= Rancho Tinaquaic =

Land grant in California

Rancho Tinaquaic was a 8875 acre Mexican land grant in present-day Santa Barbara County, California given in 1837 by Governor Juan B. Alvarado to Víctor Pantaleón Linares. Benjamin Foxen who had later purchased the Rancho was the claimant in the 1852 land case. The grant comprised most of what is now known as Foxen Canyon, northeast of Los Alamos.

==History==
The original grant of the two leagues of Rancho Tinaquaic was made in 1837, the grantee was Víctor Pantaleón Linares a Mexican soldier who had come to California in the 1820s. It subsequently came into the hands of William B. Foxen, the claimant before the Land Commission in 1852.

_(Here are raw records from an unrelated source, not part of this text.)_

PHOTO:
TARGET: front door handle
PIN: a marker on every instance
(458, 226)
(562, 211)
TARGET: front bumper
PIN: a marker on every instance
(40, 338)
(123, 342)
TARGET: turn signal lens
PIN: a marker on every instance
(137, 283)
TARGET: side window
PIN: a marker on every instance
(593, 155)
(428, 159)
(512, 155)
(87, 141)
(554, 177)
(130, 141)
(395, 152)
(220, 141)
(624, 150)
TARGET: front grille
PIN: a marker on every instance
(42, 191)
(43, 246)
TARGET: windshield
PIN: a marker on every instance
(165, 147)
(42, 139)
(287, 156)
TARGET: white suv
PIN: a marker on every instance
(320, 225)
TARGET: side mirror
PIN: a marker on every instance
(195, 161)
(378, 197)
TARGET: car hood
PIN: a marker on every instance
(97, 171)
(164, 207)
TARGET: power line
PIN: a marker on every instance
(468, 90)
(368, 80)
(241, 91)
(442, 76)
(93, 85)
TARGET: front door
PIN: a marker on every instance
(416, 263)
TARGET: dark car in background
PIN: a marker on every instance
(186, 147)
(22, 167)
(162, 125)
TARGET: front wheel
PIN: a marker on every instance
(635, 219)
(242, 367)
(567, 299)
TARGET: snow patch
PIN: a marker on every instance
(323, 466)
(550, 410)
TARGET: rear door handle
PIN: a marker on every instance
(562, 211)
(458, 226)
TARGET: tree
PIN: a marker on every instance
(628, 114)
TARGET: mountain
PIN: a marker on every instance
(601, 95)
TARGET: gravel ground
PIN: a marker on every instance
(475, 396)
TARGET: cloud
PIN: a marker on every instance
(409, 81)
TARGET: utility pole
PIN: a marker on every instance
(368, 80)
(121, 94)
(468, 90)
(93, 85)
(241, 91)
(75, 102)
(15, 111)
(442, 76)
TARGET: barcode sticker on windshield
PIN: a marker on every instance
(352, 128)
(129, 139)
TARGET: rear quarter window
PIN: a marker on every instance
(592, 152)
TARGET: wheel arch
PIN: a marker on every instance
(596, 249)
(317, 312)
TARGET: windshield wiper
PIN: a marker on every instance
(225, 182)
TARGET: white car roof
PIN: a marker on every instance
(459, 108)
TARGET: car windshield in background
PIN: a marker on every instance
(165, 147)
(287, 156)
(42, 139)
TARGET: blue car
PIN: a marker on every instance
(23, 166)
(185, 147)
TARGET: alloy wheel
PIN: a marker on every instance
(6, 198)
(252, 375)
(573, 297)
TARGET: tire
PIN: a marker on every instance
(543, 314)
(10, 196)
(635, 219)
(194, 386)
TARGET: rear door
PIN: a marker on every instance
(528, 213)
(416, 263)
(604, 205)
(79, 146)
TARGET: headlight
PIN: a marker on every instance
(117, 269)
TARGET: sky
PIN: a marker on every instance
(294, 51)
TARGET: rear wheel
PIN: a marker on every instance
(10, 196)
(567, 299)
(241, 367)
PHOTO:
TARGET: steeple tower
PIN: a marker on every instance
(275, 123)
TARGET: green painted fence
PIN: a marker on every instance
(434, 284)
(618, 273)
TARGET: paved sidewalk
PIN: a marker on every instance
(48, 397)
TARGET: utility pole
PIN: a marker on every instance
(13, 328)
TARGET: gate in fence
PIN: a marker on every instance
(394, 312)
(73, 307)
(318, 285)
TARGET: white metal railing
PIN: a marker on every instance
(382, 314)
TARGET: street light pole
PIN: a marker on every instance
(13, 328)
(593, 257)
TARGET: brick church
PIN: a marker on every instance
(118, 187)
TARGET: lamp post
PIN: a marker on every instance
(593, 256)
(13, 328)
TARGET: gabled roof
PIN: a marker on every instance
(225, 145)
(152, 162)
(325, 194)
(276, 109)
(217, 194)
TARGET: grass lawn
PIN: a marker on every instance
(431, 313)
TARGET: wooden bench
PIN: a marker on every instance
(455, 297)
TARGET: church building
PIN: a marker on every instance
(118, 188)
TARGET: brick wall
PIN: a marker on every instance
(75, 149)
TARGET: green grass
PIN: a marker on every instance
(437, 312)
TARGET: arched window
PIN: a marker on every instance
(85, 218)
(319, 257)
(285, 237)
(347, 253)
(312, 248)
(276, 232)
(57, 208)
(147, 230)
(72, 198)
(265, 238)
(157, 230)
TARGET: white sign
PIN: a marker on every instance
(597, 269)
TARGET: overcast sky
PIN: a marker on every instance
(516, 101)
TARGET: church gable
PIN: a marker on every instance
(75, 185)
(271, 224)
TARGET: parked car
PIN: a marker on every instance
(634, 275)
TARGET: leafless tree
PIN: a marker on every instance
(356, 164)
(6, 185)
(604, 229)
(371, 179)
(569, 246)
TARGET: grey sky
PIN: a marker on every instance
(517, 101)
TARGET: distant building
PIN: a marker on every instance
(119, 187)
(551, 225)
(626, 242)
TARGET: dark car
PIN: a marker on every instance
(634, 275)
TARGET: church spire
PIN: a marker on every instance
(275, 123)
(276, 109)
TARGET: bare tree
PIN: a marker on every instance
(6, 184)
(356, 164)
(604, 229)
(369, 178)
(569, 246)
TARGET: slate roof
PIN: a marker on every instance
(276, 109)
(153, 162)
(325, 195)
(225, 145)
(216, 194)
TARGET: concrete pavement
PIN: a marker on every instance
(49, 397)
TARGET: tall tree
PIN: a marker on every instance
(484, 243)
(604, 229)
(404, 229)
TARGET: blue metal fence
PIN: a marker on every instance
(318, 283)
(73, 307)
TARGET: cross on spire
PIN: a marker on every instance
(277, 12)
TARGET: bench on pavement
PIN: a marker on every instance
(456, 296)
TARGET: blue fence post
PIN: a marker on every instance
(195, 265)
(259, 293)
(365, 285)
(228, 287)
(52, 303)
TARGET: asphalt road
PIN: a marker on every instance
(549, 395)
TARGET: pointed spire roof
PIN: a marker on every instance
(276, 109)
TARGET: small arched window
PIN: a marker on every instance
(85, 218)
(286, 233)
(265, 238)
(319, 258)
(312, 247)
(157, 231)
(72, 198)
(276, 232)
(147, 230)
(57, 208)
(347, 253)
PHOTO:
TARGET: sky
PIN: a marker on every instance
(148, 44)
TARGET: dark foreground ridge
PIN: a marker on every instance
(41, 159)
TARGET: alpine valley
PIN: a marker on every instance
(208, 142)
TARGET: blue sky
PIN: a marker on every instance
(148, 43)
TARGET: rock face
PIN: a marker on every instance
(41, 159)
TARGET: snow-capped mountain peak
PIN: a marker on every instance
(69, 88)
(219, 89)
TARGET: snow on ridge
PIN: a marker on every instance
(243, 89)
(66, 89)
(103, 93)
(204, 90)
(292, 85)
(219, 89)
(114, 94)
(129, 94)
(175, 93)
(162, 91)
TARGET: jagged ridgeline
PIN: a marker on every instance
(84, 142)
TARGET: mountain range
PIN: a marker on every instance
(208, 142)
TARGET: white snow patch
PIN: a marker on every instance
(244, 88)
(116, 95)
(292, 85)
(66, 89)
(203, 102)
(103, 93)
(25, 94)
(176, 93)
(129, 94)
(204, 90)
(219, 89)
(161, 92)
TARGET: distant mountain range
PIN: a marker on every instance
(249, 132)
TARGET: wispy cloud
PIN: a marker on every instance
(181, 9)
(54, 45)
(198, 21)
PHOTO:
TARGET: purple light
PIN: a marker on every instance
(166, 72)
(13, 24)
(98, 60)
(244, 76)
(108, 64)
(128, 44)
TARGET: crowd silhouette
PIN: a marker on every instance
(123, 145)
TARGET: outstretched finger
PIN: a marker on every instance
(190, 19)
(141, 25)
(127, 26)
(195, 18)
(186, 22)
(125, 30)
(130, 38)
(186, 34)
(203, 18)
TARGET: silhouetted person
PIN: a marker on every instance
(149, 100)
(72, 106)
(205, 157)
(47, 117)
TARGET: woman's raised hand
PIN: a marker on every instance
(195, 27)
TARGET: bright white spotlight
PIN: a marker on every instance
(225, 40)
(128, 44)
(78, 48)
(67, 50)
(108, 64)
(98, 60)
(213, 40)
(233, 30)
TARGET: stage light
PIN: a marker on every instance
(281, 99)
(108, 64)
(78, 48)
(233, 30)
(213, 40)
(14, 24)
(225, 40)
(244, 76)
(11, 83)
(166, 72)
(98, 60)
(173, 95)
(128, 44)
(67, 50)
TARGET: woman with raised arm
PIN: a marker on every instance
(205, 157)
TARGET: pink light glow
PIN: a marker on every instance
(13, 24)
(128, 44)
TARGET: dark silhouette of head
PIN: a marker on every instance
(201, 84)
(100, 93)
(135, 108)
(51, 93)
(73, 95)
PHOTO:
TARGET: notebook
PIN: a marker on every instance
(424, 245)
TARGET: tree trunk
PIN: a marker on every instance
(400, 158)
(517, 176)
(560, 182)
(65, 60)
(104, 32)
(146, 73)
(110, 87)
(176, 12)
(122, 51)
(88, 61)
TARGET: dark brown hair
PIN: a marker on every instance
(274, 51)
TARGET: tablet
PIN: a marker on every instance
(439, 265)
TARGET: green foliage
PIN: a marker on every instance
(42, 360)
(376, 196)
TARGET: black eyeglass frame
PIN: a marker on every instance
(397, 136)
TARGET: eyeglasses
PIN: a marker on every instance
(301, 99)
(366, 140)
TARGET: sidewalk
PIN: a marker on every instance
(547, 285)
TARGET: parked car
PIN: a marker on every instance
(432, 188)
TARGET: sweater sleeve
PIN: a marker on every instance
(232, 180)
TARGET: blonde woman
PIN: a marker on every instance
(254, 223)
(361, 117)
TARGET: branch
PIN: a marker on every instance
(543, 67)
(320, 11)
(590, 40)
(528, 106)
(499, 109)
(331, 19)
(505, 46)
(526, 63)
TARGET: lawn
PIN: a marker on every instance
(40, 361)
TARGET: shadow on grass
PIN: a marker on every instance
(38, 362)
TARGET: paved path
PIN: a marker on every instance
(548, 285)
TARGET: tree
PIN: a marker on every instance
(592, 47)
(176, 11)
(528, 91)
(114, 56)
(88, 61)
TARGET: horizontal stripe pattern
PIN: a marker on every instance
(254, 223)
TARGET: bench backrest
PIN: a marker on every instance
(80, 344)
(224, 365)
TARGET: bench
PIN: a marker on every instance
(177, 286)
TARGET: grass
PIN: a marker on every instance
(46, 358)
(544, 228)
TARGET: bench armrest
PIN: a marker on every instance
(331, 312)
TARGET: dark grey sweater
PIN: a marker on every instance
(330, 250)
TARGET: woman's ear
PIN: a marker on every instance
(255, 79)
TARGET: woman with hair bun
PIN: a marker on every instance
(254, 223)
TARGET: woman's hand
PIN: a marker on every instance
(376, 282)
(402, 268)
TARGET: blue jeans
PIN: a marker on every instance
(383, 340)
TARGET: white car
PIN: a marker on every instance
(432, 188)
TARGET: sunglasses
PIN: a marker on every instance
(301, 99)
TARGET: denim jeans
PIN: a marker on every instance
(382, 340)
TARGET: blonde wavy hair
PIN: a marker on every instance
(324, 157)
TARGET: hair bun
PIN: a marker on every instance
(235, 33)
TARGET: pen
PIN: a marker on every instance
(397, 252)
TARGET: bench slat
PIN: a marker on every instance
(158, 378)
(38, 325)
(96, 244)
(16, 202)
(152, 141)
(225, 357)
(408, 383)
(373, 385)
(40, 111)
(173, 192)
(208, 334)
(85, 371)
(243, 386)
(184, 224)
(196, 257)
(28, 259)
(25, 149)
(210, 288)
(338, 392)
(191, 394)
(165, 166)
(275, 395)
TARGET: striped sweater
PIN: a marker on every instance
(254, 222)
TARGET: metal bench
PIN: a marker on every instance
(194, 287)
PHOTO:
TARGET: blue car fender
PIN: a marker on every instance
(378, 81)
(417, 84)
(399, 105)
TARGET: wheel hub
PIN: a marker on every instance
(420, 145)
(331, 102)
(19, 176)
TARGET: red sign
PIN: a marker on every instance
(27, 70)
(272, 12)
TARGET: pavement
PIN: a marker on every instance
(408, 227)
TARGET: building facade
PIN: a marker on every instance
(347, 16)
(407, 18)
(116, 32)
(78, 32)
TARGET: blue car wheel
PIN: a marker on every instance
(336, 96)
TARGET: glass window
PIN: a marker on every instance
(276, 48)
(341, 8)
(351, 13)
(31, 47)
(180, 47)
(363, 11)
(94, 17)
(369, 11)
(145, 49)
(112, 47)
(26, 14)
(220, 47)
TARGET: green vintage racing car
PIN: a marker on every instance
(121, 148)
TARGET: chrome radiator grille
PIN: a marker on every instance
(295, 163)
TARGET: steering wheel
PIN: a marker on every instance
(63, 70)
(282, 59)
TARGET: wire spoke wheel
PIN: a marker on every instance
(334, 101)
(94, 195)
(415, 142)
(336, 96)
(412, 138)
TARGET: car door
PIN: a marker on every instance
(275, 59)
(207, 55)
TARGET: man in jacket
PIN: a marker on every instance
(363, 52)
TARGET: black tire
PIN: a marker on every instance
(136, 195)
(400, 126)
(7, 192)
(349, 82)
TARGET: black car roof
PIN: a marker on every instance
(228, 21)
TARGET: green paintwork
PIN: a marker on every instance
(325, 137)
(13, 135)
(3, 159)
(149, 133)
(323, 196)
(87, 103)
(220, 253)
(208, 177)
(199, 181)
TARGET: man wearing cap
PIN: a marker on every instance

William Benjamin (Guillermo Domingo) Foxen (1798-1874), a native of Norwich, England was a seaman who came to Santa Barbara in 1828, in the ship Courier. Foxen left the ship and later after converting to the Catholic religion, was baptized as Guillermo Domingo Foxen. He married Eduarda Osuña, the stepdaughter of Tomás Olivera of Rancho Tepusquet in 1831. He had three children with his wife, and was engaged in trade in Santa Barbara. In 1837, at the age of 38 he became a naturalized Mexican citizen. Foxen acquired the two square league grant of Rancho Tinaquaic, just upstream from his father-in-law's rancho, probably in 1842. The map of the Tinaquaic rancho, Diseño del Rancho Tinaquaic for the grant dates from 1842. 1842 is the same year that Víctor Pantaleón Linares, the original grantee of Rancho Tinaquaic, was granted Rancho Cañada de los Osos nearby San Luis Obispo where Linares had moved in 1839 and settled in the town as the Mission majordomo and alférez in the local militia.

In 1846 during the Mexican–American War, Foxen guided John C. Frémont over the Santa Ynez Mountains at San Marcos Pass. The Californios felt he was a traitor to his adopted country Mexico, and his property was raided several times. In a confrontation in 1848, Foxen killed Agustín Dávila of Rancho Corral de Cuati. Foxen was sentenced to four years in jail.

With the cession of California to the United States following the Mexican–American War, the 1848 Treaty of Guadalupe Hidalgo provided that the land grants would be honored. As required by the Land Act of 1851, a claim for Rancho Tinaquaic was filed with the Public Land Commission in 1852, and the grant was patented to Benjamin Foxen in 1872.

==Historic sites of the Rancho==
- Benjamin Foxen Memorial Chapel. The San Ramon Chapel was built in 1875 by son-in-law and his daughter, Frederick and Ramona (Foxen) Wickenden.